Under s1(3) of the Defamation Act 1996, persons are not considered, among other things, publishers, if they are only involved “in processing, making copies of, distributing or selling any electronic medium in or on which the statement is recorded, or in operating or providing any equipment, system or service by means of which the statement is retrieved, copied, distributed or made available in electronic form (see s1(3)(c)), or if they are “the operator of or provider of access to a communications system by means of which the statement is transmitted, or made available, by a person over whom he has no effective control” (see s1(3)(e)).  Consequently, publishers of computer software on disk are covered by s1(3)(c), and internet service providers are covered by s1(3)(e).  This defence, however, is not a particularly strong one.  In Godfrey v Demon Internet Ltd [2001] the defendant, an internet service provider, made material available through its service which the claimant alleged was defamatory.  Although the claimant informed the defendant of this, the defendant did not immediately remove the material.  Consequently, the court held that the s1 defence did not apply.  At common law, as soon as the defendant was made aware of the defamatory statements it could not satisfy the reasonable care requirement of s1, nor the requirement that they did not know they had caused or contributed to the publication of a defamatory statement.  To rely on the s1 defence all three requirements must be satisfied.

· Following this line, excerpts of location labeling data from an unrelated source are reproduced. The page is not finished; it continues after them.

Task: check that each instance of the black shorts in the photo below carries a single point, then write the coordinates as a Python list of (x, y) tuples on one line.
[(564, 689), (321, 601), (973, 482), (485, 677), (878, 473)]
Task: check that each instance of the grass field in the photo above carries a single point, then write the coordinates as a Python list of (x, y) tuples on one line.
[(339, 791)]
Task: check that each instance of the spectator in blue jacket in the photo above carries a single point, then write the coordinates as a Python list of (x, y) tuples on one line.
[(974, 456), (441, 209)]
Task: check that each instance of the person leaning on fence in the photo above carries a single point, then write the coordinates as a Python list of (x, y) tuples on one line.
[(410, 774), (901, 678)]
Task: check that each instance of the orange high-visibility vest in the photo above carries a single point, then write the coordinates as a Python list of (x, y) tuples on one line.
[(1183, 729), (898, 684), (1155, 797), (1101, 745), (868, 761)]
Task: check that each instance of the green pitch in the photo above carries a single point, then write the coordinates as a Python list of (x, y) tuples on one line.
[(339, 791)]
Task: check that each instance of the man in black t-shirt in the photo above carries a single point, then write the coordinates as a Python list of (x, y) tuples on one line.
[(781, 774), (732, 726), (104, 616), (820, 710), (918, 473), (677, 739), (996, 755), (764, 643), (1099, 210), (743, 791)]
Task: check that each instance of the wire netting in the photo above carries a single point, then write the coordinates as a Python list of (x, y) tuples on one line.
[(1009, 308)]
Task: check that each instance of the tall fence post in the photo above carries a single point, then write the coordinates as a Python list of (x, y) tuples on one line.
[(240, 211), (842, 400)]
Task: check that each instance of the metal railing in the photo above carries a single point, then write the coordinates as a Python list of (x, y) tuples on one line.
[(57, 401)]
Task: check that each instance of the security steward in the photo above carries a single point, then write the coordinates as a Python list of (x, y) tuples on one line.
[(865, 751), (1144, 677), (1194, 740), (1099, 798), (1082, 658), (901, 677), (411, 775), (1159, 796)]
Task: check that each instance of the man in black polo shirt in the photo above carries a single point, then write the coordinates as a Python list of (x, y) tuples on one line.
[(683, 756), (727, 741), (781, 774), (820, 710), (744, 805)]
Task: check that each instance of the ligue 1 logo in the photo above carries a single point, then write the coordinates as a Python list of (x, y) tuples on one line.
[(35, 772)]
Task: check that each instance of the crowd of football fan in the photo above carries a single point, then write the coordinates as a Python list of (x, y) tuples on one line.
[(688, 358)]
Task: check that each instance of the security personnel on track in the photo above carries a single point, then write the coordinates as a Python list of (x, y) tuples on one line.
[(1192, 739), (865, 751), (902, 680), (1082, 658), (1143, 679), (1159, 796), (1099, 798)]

If made aware of a defamatory statement on its servers, then, an internet service provider ought to immediately remove the statement, as it seems unlikely that it could rely on the s1 defence otherwise.  The defence probably only applies up until the moment when the internet service provider is made aware of the defamatory statement being hosted on its server.  The difficulty is in balancing this with the freedom of speech and preventing people from being able to have information removed simply because they don’t like it.

The courts have shown some signs of developing the law in this area.  In Bunt v Tilley [2006] it was held that an internet service provider could not, at common law, be regarded as a publisher, nor were they unable to rely on the s1(1) defence.  Further, they could not be expected to monitor their servers for defamatory material.  It remains to be seen how far the defence will develop inside practical and clear-cut boundaries.

Identifying the wrongdoer

Data protection law restricts the disclosure of personal data.  This applies equally to internet service providers, who must protect the personal data of their subscribers.  Data can be disclosed, among other things, to prevent and detect crime.  In Totalise plc v Motley Fool Ltd [2001] the defendants had a contract with the subscribers which included a clause that their identity would not be disclosed.  A contributor to discussion boards operated by the defendants made defamatory statements about the claimant company.  The first instance judge considered the statements to clearly be defamatory.  The claimants sought an order requiring the disclosure of the anonymous contributor’s identity, which the defendants refused to do citing the Data Protection Act 1988.  The order was granted following Norwich Pharmacal Co v Customs and Excise Commissioners [1974] which allows the courts to require disclosure of a wrongdoer’s identity.

Law Commission report

The Law Commission report, Defamation and the Internet: A Preliminary Investigation, Scoping Study No. 2, December 2002, dealt with concerns raised by internet service providers and online publishers in the light of cases such as Godfrey v Demon Internet Ltd.  Clarification and recommendations were sought regarding, among other things, the full scope of the s1 defence, and liability for defamation contained in archive material made available online.  The report found that much of current UK law is unsatisfactory, but possibilities were available, such as exempting internet service providers from liability, as in the United States.  Clearly, changes are necessary, but what changes and when they will be made is still far from being resolved.